Earle’s Midnight at the Movies, his sophomore release for Bloodshot Records, is a near-perfect Americana album. The old-time instrumentation Earle favors is twisted just enough by his intense vocal and moody vibe — an approach encouraged by Earle’s co-producers, R.S. Field and Steve Poulton, both of whom also worked on Earle’s debut, The Good Life.
“I didn’t want it to be too much of a wax-museum thing,” says Field, whose credits include John Prine, John Mayall, Buddy Guy, Billy Joe Shaver, Todd Snider and many more. “We were not trying to be so reverent on this album with our anachronistic tones. I think we went for more ambience on the melodic choices and the instrumentation; we pulled back more veils on this one. It’s not quite as out-and-out rootsy in its approach; some of it is dreamier.”
Field and Poulton brought Earle and his band back to the same studio and engineers they’d used on Good Life. Recording almost entirely live in House of David (Nashville), the musicians were recorded by engineer Adam Bednarik — to Pro Tools HD, using Apogee AD16X converters — and mixed by Richard McLaurin on the studio’s 1970s API 2832 console.
Bednarik says that Earle was situated in a cubby-like space when they tracked the first album, but he moved out into the room for Midnight at the Movies. “He was out next to the piano and I built a little gobo house for him,” Bednarik explains. “We wanted things to sound a little more open and to have better sightlines to the band. On the first record, they had rehearsed everything and learned all the songs, but on this one they were coming in fresh and learning the songs in the studio, so it was good for Justin to be able to see everybody, give some looks and guide.”
Bednarik used a combination of tube and ribbon mics that he placed for room ambience, as well as close-up. “For Justin, I stereo-miked his acoustic guitar and he sang into a [Shure] SM7 to cut down on bleed.

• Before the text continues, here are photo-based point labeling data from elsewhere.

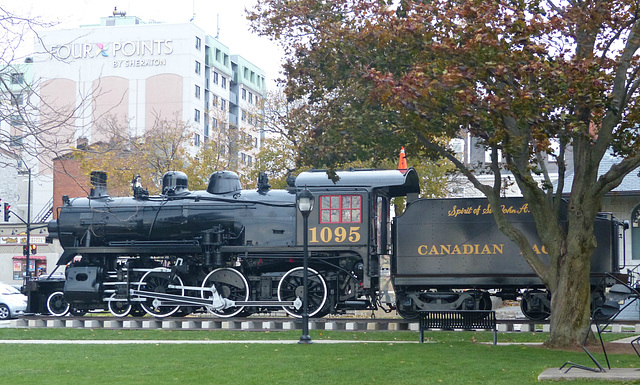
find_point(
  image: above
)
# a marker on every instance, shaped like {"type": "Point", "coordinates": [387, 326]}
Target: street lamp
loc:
{"type": "Point", "coordinates": [305, 205]}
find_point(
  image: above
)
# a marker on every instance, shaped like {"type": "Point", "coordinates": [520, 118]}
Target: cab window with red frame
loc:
{"type": "Point", "coordinates": [340, 209]}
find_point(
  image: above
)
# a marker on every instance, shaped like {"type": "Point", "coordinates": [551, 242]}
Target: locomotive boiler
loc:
{"type": "Point", "coordinates": [234, 252]}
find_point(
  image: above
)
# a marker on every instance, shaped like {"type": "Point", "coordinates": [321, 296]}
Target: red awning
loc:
{"type": "Point", "coordinates": [34, 257]}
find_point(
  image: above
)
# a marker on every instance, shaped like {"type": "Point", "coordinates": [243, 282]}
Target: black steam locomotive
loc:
{"type": "Point", "coordinates": [235, 252]}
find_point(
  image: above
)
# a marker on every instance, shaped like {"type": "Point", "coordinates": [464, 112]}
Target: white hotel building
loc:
{"type": "Point", "coordinates": [137, 73]}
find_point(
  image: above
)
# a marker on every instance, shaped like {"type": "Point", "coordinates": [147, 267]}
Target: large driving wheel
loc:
{"type": "Point", "coordinates": [57, 305]}
{"type": "Point", "coordinates": [119, 308]}
{"type": "Point", "coordinates": [291, 287]}
{"type": "Point", "coordinates": [158, 281]}
{"type": "Point", "coordinates": [230, 284]}
{"type": "Point", "coordinates": [536, 305]}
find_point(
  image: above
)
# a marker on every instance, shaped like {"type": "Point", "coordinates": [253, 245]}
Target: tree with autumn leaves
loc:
{"type": "Point", "coordinates": [528, 79]}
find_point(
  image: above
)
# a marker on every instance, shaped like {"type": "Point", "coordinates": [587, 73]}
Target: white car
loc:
{"type": "Point", "coordinates": [12, 302]}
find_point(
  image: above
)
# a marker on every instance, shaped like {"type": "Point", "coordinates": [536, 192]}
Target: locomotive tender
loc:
{"type": "Point", "coordinates": [235, 252]}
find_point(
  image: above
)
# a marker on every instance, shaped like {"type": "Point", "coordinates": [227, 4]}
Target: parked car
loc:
{"type": "Point", "coordinates": [12, 302]}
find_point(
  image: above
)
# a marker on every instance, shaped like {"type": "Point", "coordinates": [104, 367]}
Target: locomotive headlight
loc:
{"type": "Point", "coordinates": [305, 202]}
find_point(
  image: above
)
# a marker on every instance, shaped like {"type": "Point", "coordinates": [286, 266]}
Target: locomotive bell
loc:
{"type": "Point", "coordinates": [223, 182]}
{"type": "Point", "coordinates": [174, 182]}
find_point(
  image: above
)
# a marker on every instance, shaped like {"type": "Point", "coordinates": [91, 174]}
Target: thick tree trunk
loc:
{"type": "Point", "coordinates": [570, 283]}
{"type": "Point", "coordinates": [570, 302]}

Then I used a 1073 as a mic pre, and went into an 1176 followed by an LA-3A. Since I knew it was going to be mixed on the API, I tried to use different outboard mic pre’s to complement it for the mix stage — a lot of Neve mic pre’s and some tube mic pre’s. There are some 1073s and 1272s and a [Vintech Audio] Dual 72. I tried to just get everything to sound really open and big and natural by working with mic placement and getting it to sound good on the front end.
“I ran some stuff through compressors,” Bednarik continues, “but not really to compress it — just for the sound. I also worked a lot with the low end, which is pretty huge on this record with the upright bass and the kick drum. I tried to get a really natural sound on everything, but also separate it so that the frequencies aren’t masking each other.”

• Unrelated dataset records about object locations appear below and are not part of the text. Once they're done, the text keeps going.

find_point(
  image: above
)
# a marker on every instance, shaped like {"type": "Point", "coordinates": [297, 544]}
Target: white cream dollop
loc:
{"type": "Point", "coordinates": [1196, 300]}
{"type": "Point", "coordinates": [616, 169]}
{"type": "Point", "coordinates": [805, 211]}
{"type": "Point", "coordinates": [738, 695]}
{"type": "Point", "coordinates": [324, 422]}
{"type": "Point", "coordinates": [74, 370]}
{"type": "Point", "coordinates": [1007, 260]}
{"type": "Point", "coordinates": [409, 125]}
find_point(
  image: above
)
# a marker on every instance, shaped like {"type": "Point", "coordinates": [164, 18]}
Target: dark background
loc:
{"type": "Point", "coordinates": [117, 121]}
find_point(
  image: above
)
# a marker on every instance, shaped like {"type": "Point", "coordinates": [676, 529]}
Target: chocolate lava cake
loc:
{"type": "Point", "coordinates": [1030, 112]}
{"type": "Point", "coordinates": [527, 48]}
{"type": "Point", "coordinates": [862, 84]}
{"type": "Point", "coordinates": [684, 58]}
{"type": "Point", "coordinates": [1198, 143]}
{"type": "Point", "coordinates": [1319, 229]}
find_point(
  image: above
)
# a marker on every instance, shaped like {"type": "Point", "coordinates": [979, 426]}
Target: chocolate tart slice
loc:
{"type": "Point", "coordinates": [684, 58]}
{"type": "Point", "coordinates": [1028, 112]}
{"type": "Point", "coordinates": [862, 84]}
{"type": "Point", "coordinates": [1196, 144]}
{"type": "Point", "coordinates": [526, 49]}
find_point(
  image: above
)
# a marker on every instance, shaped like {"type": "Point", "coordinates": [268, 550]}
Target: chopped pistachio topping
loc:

“Adam always leaves me lots of room to do what I want when I mix,” McLaurin says. “Unless there’s something very specific they’re trying to do [during tracking], he doesn’t commit to some certain sound, which leaves me a lot of leeway for mixing.”
McLaurin says he could hear the “dreamier” approach to Midnight at the Movies when he received the basic tracks. “So I followed their lead,” he says. “I think the material dictated that, and so I tried to expand on that a little bit — keep it in that realm. We were working quickly, so we had to pull things up and go with our gut. I remember going between our plate reverb and my AKG stereo spring chamber — that tends to be a little dark and in keeping with what they wanted.”
McLaurin also used the LA-3A during mixing. “That was for the tone of it,” he says. “It tends to make whatever I was hearing with his voice, only more-so.”
The mains at House of David are Dynaudio M2s, but Bednarik and McLaurin both do most of their monitoring on Yamaha NS-10s. McLaurin says Field was often present during mixing, and there’s a lot of comfort and trust there. “I’ve mixed a lot for R.S. Field. He is great to work with because he knows how to direct the energy in a room better than anybody I’ve ever seen, and you’re not even aware it’s happening.”
For his part, Field gives a lot of credit to co-producer Poulton: “We kind of just hold hands and skip along together and try not to get in each other’s way,” he says. “Steve is really creative — he’s a bandleader and a songwriter and a real bohemian. He has known Justin a long time, whereas I haven’t. I think Steve did a lot of work with Justin before the first album, preparing the ground.
“But Justin is also just a naturally great songwriter, and he’s got a lot of confidence in the studio without being arrogant,” Field continues. “It’s easy to get a performance out of him, and I’m not sure he even knows you can overdub stuff to death. No, I take that back. I’m sure he knows. He’s bright as a searchlight.”